Along with Professor Tash Masud from Nottingham, I was privileged to be invited to speak at their inaugural geriatric medicine conference in May 2015.

For a first meeting, there was an impressive turnout of around 400 people, including all clinical disciplines, but importantly students enthused about the speciality, and commissioners and policy makers. It bodes well for the future of geriatric medicine in Malta, which at present has 11 geriatricians for a population of just over 400,000, of whom about one-quarter will be older people by 2060. Malta also has one of the highest dependency ratios in Europe.

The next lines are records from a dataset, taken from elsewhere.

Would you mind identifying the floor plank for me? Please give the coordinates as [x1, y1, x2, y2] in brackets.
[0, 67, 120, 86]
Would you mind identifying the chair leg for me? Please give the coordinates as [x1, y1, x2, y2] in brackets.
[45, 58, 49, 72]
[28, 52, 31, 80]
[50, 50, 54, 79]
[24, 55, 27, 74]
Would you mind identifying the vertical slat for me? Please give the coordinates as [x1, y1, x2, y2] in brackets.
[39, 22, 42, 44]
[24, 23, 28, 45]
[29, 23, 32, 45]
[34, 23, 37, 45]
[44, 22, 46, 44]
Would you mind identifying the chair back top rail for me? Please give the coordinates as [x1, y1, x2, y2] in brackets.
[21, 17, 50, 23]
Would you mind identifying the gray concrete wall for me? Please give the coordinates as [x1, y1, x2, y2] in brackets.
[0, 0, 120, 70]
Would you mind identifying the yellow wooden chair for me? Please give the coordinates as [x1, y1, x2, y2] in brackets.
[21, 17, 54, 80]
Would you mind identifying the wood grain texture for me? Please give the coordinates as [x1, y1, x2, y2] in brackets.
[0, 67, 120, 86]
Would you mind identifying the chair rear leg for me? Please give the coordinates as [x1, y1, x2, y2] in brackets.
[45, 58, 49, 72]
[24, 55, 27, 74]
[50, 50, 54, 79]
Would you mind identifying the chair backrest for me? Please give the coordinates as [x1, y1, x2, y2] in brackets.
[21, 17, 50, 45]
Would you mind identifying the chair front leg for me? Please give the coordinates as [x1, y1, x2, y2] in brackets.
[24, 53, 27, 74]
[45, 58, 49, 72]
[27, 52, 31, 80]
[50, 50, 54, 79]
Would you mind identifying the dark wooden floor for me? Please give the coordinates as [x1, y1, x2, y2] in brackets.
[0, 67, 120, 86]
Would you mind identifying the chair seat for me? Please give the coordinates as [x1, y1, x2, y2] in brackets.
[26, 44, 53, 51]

Although geriatric medicine is still developing in Malta, the country has a proud heritage of advocacy for ageing as a global health challenge, namely:

  • Malta raised the issue of Ageing, UN 1968
  • Malta sponsored the Vienna International Plan of Action on Aging, 1982
  • Founding the International Institute on Ageing in 1987
  • The Institute of Ageing ran its 5th Training Programme in Gerontology in Russia, 2014

Malta has an incredibly diverse ethnic heritage, with strong influences from the Romans, the Moors, Italy, France, Britain and North Africa. This melting pot makes for a fascinating culture that is well worth a visit if you get a chance! Of course there is the strong influence of the Knights of the Order of St John, which is essential reading if you are not already familiar with the story.

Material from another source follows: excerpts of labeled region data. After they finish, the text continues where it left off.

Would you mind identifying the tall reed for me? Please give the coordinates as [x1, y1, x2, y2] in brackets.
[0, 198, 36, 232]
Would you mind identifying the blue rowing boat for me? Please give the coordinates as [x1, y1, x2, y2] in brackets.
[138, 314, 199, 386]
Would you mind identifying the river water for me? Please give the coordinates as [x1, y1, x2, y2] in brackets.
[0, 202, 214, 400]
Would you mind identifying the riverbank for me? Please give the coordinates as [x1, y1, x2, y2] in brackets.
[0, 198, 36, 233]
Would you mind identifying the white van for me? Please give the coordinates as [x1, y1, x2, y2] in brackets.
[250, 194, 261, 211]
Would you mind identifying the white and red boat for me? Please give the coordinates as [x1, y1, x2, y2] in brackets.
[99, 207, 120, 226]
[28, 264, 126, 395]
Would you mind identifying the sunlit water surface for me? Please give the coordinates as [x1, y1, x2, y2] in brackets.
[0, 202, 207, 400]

Having seen the scientific and clinical quality that the Maltese are producing, we were positive about the care of frail older people in Malta. There is a lot of work to do still, as most geriatric medicine is still practised in a separate geriatric, but there is already a  well-established orthogeriatric service, and plans afoot to inveigle CGA into mainstream clinical care in the acute hospital.

If there are geriatricians out there with a fancy for travel, you could do much worse than visiting Malta and seeing how you can help out with their service developments.

And as for Elvis – as the above photo shows, we found him modelling at Malta airport, just outside the Hard Rock café!